Effect of ginger root on cyclooxygenase-1 and 15-hydroxyprostaglandin dehydrogenase expression in colonic mucosa of humans at normal and increased risk for colorectal cancer

• Published in: European journal of cancer prevention Vol. 22; no. 5; p. 455
• Main Authors: Jiang, Yan, Turgeon, Danielle K, Wright, Benjamin D, Sidahmed, Elkhansa, Ruffin, Mack T, Brenner, Dean E, Sen, Ananda, Zick, Suzanna M
• Format: Journal Article
• Language: English
• Published: England 01.09.2013
• Subjects: Adult; Carcinoma in Situ - genetics; Carcinoma in Situ - metabolism; Carcinoma in Situ - pathology; Colon - drug effects; Colon - metabolism; Colon - pathology; Colorectal Neoplasms - genetics; Colorectal Neoplasms - metabolism; Colorectal Neoplasms - pathology; Cyclooxygenase 1 - genetics; Female; Gene Expression Regulation, Enzymologic - drug effects; Health; Humans; Hydroxyprostaglandin Dehydrogenases - genetics; Intestinal Mucosa - drug effects; Intestinal Mucosa - metabolism; Male; Middle Aged; Placebos; Plant Extracts - pharmacology; Plant Roots - chemistry; Precancerous Conditions - genetics; Precancerous Conditions - metabolism; Precancerous Conditions - pathology; Risk Factors; Young Adult; Zingiber officinale - chemistry
• ISSN: 1473-5709
• DOI: 10.1097/cej.0b013e32835c829b

Elevated tissue levels of prostaglandin E2, produced by cyclooxygenase (COX), are an early event in colorectal cancer (CRC).

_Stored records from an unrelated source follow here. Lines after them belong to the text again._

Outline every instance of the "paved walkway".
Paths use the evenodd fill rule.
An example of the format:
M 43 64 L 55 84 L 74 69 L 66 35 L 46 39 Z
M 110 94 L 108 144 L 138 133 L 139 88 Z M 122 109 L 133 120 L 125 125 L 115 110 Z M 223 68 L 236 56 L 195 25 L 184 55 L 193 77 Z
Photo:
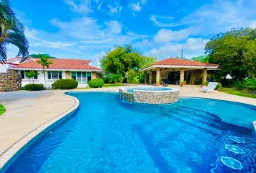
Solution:
M 176 86 L 181 97 L 213 98 L 251 104 L 256 99 L 226 93 L 200 92 L 199 86 Z M 118 92 L 119 87 L 76 89 L 74 92 Z M 0 103 L 7 112 L 0 116 L 0 169 L 24 145 L 46 128 L 75 110 L 79 101 L 64 95 L 66 91 L 0 93 Z

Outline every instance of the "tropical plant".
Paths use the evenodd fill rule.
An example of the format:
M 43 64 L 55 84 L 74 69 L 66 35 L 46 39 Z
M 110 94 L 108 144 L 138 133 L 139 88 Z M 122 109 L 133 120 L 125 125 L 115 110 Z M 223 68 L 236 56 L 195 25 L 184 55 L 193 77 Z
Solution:
M 0 63 L 6 63 L 8 44 L 16 45 L 19 48 L 17 56 L 22 56 L 22 61 L 25 60 L 29 54 L 29 43 L 24 31 L 24 26 L 10 6 L 10 1 L 0 1 Z
M 46 86 L 46 68 L 49 68 L 49 66 L 51 64 L 53 64 L 54 62 L 51 61 L 49 61 L 47 57 L 42 54 L 39 54 L 39 58 L 40 60 L 36 61 L 38 63 L 40 63 L 42 67 L 43 67 L 43 79 L 44 79 L 44 84 L 46 86 L 46 88 L 47 87 Z
M 27 91 L 40 91 L 43 90 L 43 84 L 29 84 L 24 86 L 24 90 Z
M 121 74 L 123 77 L 129 69 L 138 70 L 156 61 L 156 58 L 148 57 L 132 45 L 116 46 L 101 59 L 101 66 L 108 74 Z
M 30 57 L 30 58 L 39 58 L 39 55 L 42 55 L 47 58 L 56 58 L 54 56 L 51 56 L 50 54 L 47 54 L 47 53 L 30 54 L 28 57 Z
M 93 79 L 89 81 L 88 84 L 91 88 L 100 88 L 103 86 L 104 81 L 101 79 Z
M 138 76 L 138 74 L 136 71 L 132 68 L 129 69 L 128 71 L 127 82 L 129 84 L 138 84 L 140 82 Z
M 124 77 L 120 74 L 111 74 L 108 76 L 109 83 L 120 84 L 124 81 Z
M 221 66 L 218 73 L 234 80 L 256 76 L 256 29 L 234 29 L 214 36 L 205 45 L 209 62 Z
M 72 79 L 59 79 L 54 81 L 54 83 L 51 84 L 53 89 L 75 89 L 77 87 L 77 86 L 78 86 L 77 81 Z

Data suggest the efficacy of nonsteroidal anti-inflammatory drugs, such as cancer preventives, in the inhibition of COX activity; however, side effects of nonsteroidal anti-inflammatory pose unacceptable limitations. Ginger has been reported to have anti-inflammatory activities with significant CRC preventive potential. We investigated whether consumption of 2.0 g ginger daily regulated the level of two key enzymes that control prostaglandin E2 production, COX-1 and NAD(+)-dependent 15-hydroxyprostaglandin dehydrogenase (15-PGDH). Thirty participants at normal and 20 participants at increased risk for CRC were randomized and given 2.0 g/day ginger or placebo for 28 days. Flexible sigmoidoscopy was used to obtain colon biopsies at baseline and the end of the study. Tissue levels of COX-1 and 15-PGDH were assessed using western blotting. After ginger consumption, participants at increased risk for CRC had a significantly reduced colonic COX-1 protein level (23.8±41%) compared with the placebo group (18.9±52%; P=0.03). Protein levels of 15-PGDH in the colon were unchanged. In participants who were at normal risk for CRC, neither protein levels of COX-1 nor 15-PGDH in the colon were altered by ginger consumption. Ginger significantly lowered COX-1 protein expression in participants at increased risk for CRC but not in those at normal risk for CRC. Ginger did not alter 15-PGDH protein expression in either increased or normal-risk participants. Further investigation, in larger studies with a longer ginger intervention, is needed to examine the ability of ginger to impact tissue levels of prostaglandin.